The removal of high heat fluxes from BeO ceramic and GaN-on-SiC semiconductor dies using hierarchically branched-microchannel coolers is investigated, in order to examine the impact of the number of branching levels on performance. The microchannel coolers are made by lithography and deep reactive ion etching of single crystal silicon. The test dies contain a dc-operated resistive zone that approximates the spatially averaged heat flux that would appear in low-temperature cofired ceramic microwave circuit packages and in monolithic microwave integrated circuits. For the particular geometric constraints selected for the study (three source/exhaust channels, ∼5×5 mm2 die footprint, 200 μm deep channels in a 400 μm thick silicon wafer), the optimum performance is achieved with three hierarchical levels of branched-channel size. A heat flux of 1.5 kW/cm2 is removed from the 3.6×4.7 mm2 resistive zone of the BeO-based die, at a surface temperature of 203°C. When attached instead to a high thermal conductivity GaN-on-SiC die with a 1.2×5 mm2 resistive zone, a heat flux of 3.9 kW/cm2 is removed from the resistive zone at 198°C surface temperature. The total water flow rate is 275 ml/min in both situations.

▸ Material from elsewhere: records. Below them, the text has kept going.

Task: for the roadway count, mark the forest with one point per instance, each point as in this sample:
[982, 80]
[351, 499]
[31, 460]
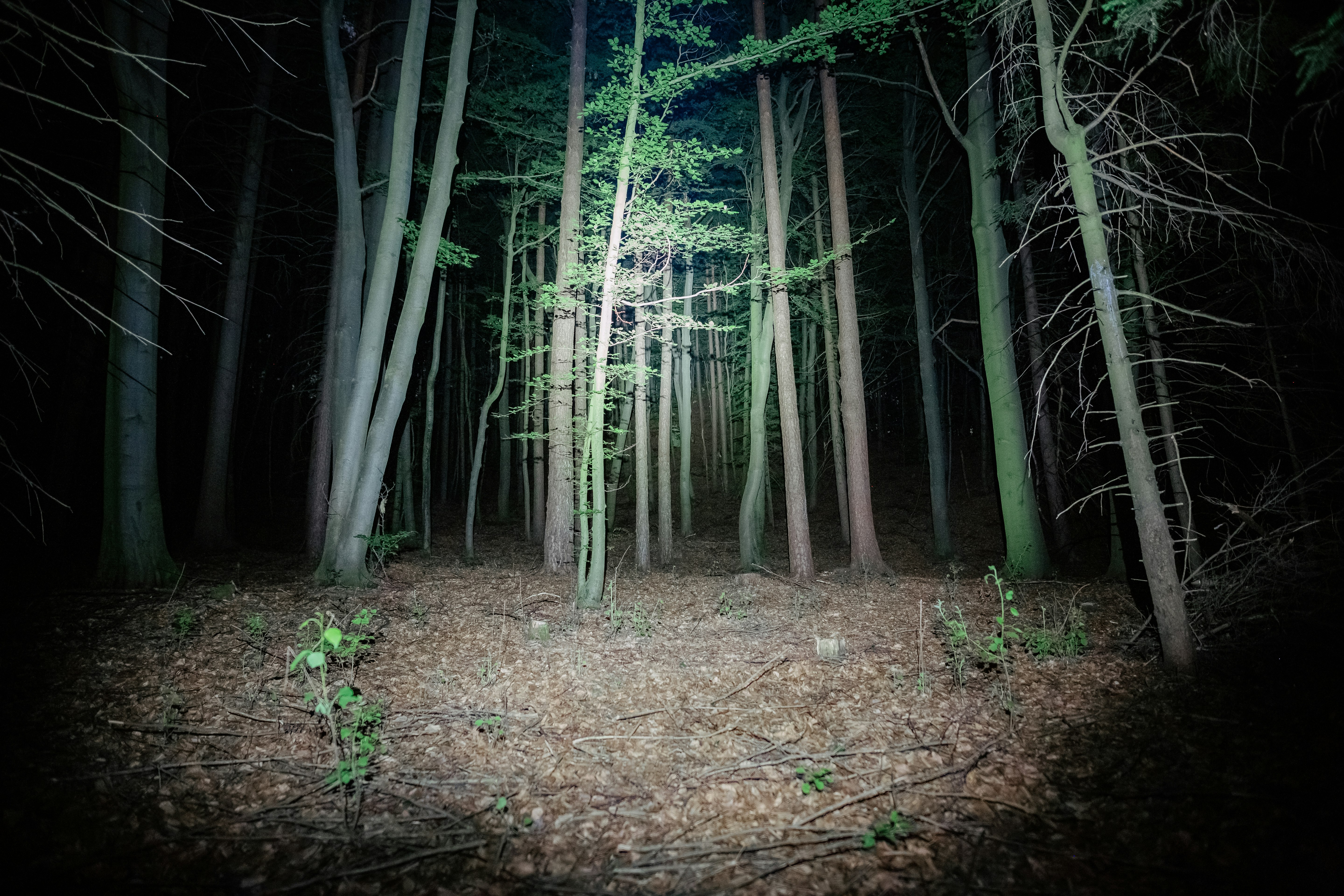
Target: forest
[826, 447]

The experimental results are found to be in reasonable agreement with finite element simulations based on idealized estimates of convection coefficients within the channels. For the three-channel size configuration, an effective heat transfer coefficient in the range of 12.2–13.4 W/cm2 K (with respect to a 20°C bulk fluid temperature) is inferred to be present on the top of the microchannel cooler, based on simulations and derived values obtained from the experimental data.